Ruth Jennison received a Ph.D. from the University of California, Berkeley and a B.A. from Bryn Mawr College. Professor Jennison is the recipient of an Andrew W. Mellon Fellowship at the Harry Ransom Humanities Research Center at the University of Texas, Austin, as well as a National Endowment for the Humanities Summer Stipend. 

Professor Jennison's fields of research and teaching include 20th and 21st century American poetry, the avant-garde, Marxism, feminism, and critical geography. 

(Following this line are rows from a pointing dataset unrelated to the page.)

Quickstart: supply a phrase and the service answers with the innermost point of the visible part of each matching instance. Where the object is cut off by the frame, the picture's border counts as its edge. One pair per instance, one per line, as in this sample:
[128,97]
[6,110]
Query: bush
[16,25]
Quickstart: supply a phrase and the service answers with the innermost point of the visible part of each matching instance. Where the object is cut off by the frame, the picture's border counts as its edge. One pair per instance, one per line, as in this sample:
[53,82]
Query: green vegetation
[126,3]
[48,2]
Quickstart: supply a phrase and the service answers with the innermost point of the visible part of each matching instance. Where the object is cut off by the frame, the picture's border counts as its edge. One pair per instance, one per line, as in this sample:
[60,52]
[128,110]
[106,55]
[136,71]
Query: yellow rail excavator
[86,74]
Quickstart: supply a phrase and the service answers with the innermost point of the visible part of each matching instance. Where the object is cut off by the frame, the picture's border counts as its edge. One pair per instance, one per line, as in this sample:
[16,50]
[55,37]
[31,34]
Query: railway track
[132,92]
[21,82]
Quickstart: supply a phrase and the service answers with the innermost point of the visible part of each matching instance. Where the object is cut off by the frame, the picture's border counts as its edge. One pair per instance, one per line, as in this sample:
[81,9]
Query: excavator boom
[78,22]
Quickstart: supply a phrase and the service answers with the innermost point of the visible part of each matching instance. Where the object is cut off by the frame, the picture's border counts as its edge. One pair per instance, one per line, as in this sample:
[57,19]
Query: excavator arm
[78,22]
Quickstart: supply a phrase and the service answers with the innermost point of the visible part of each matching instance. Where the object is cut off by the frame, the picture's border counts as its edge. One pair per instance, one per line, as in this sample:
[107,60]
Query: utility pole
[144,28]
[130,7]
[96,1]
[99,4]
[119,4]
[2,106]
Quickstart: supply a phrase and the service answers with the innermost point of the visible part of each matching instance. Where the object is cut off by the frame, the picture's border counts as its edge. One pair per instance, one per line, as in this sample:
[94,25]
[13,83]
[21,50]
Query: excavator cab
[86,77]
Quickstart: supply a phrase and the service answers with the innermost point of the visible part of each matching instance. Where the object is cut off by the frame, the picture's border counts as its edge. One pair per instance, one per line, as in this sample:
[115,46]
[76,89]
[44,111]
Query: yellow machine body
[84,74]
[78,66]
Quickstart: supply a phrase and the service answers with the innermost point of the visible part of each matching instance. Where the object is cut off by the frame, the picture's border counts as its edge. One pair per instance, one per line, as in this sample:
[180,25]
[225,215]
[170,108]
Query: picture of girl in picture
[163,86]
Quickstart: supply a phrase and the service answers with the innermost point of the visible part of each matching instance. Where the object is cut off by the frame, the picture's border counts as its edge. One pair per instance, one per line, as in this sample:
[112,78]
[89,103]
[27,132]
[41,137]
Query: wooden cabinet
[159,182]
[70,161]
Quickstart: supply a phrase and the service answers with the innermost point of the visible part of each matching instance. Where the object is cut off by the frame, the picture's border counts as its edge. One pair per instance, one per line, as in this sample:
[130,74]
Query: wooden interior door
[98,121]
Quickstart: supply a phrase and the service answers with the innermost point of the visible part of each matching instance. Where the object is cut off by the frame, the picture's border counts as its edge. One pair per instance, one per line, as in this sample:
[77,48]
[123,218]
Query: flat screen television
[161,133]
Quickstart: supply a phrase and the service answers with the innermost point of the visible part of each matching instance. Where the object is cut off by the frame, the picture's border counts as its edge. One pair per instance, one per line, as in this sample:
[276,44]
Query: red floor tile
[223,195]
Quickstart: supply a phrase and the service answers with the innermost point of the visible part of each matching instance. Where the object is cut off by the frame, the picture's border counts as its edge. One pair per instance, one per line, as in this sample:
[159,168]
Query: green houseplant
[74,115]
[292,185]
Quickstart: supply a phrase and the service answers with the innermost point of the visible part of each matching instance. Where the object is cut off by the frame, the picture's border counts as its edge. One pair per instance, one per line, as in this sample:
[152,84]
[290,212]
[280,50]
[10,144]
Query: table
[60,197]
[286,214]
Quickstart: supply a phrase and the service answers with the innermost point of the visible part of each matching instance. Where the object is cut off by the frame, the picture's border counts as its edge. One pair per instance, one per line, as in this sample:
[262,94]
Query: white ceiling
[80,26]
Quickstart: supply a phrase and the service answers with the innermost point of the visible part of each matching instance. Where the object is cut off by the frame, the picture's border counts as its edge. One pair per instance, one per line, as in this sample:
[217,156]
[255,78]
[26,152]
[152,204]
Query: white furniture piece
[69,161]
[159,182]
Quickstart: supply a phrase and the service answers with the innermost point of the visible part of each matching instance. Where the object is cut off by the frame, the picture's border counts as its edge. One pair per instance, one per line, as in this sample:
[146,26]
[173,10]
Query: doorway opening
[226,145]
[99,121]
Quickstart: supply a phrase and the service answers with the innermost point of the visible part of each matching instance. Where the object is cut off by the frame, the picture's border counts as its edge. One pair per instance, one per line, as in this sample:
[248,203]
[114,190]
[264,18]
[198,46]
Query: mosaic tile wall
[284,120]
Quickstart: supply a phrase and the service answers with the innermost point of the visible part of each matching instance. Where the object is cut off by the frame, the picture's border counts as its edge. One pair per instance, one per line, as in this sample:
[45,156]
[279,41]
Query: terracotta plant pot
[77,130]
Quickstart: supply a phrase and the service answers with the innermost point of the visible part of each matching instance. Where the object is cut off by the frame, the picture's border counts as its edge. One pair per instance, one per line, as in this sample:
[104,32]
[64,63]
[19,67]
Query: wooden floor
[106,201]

Professor Jennison is the author of The Zukofsky Era: Modernity, Margins and the Avant-Garde. The Zukofsky Era argues that Objectivist poetry, inaugurated by Louis Zukofsky in 1931, gave expression to the complex contours of culture and politics in America during the Great Depression. Her study of Zukofsky and two others in the Objectivist constellation, George Oppen and Lorine Niedecker, elaborates a dialectic between the formal experimental features of Objectivist poetry and its authors' progressive commitments to the radical potentials of modernity. Mixing textual analysis, archival research, and historiography, The Zukofsky Era shows how Zukofsky, Oppen, and Niedecker braided their experiences as working-class Jews, political activists, and feminists into radical, canon-challenging poetic forms. Using the tools of critical geography, The Zukofsky Era offers an account of the relationship between the uneven spatial landscapes of capitalism in crisis and the Objectivists’ paratactical textscapes. In a rethinking of the overall terms in which poetic modernism is described, The Zukofsky identifies and assesses the key characteristics of the Objectivist avant-garde, including its formal recognition of proliferating commodity cultures, its solidarity with global anticapitalist movements, and its imperative to develop poetics that nurtured revolutionary literacy. 

Research Areas

  • 20th Century and Contemporary Literature
  • American Literature
  • Marxist Literary Studies
  • Poetry and Poetics
  • Theory and Culture

Publications

  •  The Zukofsky Era: Modernity, Margins and the American Avant-Garde, Johns Hopkins University Press, June 2012. 
  • “Scrambling Narrative: Niedecker and the White Dome of Logic,” Journal of Narrative Theory, 41.1, Spring 2011, pp 52-81.
  • “Combining Uneven Developments: Louis Zukofsky and the Political Economy of Revolutionary Modernism,” Cultural Critique, 77, Winter 2011, pp 146-179.
  • “Waking Into Ideology: Lorine Niedecker’s Experiments in the Syntax of Consciousness” in Radical Vernacular: Lorine Niedecker and the Politics of Place, ed. Elizabeth Willis, University of Iowa Press 2008, pp 131-150

Office Hours

Fall 2023: Tuesdays 2:30-3:30 and by appointment.